We were headed for Keng Khan, the biggest village in the Mong Wa valley and we reached it after two hours’ easy walk. But this relaxed feeling was instantly erased by the confused reception that awaited us in Keng Khan. Although dressed in CPB uniforms, the local administrators seemed intimidated by the arrival of both Aye Tan, a Burman officer from Panghsang, and by me, the extremely unusual guest.
Awkward courtesies were exchanged at length on the wooden veranda of one of the houses. But our hosts left soon afterwards to make arrangements for our onward journey up to the local party headquarters at Man Hpai, close to the Chinese border. Or so they said.
The soldiers, who had reached their final destination, dropped out in groups of twos and threes without any order for dispersal having been given. Soon, only Aye Tan and I were left on the veranda. The local officials had simply vanished without a trace. Before long, I began to run out of patience:
“Let’s go! It’s a nice place but
it’s full of merchants from both China and the government-held towns! At least a dozen of them have seen me already.”
“We’d better stay here tonight,” Aye Tan said in his usual terse way.
“No, we’d better not. Anywhere but here. Not with all these outsiders around.”
“No outsiders come here.”
“What? Just have a look around! Do you think these people come from Keng Khan or Suploi?” I pointed at a group of smartly dressed traders who were resting by the roadside, leaning on piles of sacks with Chinese characters and Thai lettering.

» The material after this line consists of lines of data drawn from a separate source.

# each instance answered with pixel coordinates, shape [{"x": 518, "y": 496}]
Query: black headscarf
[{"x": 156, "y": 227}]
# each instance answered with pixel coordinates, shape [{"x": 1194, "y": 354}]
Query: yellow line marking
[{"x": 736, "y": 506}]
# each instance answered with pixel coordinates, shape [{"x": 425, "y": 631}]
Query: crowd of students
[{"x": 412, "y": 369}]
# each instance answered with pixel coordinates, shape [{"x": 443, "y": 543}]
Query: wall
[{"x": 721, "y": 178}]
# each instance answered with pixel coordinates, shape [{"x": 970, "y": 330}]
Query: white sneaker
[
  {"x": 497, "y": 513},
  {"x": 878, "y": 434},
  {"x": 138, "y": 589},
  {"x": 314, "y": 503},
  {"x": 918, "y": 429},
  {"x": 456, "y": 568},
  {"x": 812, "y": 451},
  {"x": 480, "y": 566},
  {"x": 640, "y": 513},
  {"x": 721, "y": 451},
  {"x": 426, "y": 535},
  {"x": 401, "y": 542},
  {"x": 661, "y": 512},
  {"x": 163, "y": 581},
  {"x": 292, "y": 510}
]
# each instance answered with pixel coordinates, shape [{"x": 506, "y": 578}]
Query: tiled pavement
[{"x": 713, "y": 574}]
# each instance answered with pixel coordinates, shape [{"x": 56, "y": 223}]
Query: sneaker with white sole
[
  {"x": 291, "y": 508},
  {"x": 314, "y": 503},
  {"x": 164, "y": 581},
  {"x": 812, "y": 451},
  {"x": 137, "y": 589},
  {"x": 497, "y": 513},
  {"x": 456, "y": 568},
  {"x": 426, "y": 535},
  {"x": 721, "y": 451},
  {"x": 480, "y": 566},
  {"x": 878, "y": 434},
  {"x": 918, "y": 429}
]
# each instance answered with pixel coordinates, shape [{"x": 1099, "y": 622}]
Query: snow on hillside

I struggled hard to contain my annoyance. It was maybe because I would soon be out of CPB territory that I finally lost control of my temper:
“You CPB people think you can lead and guide the other rebel groups in Burma and you can’t even get your own act together! This complete lack of discipline would have been unthinkable in the KIA.”
“We can’t proceed without a guide. I don’t even know the way to Man Hpai.” Aye Tan snapped back, angered with my cutting comments.
“Let’s get one then. If you can round up thousands of young boys and send them to die in the battlefield, why can’t you get a guide to Man Hpai?”
Aye Tan stood up, fuming with anger at my insults. He left without a word. I stayed behind on the veranda, lit a cheroot and blew the smoke in front of me in a feeble attempt to hide from the view of the crowd that had gathered in front of the house to gape at the stranger who had just arrived. Aye Tan came back after half an hour. The muleteer was still there and my bags on the mule’s back.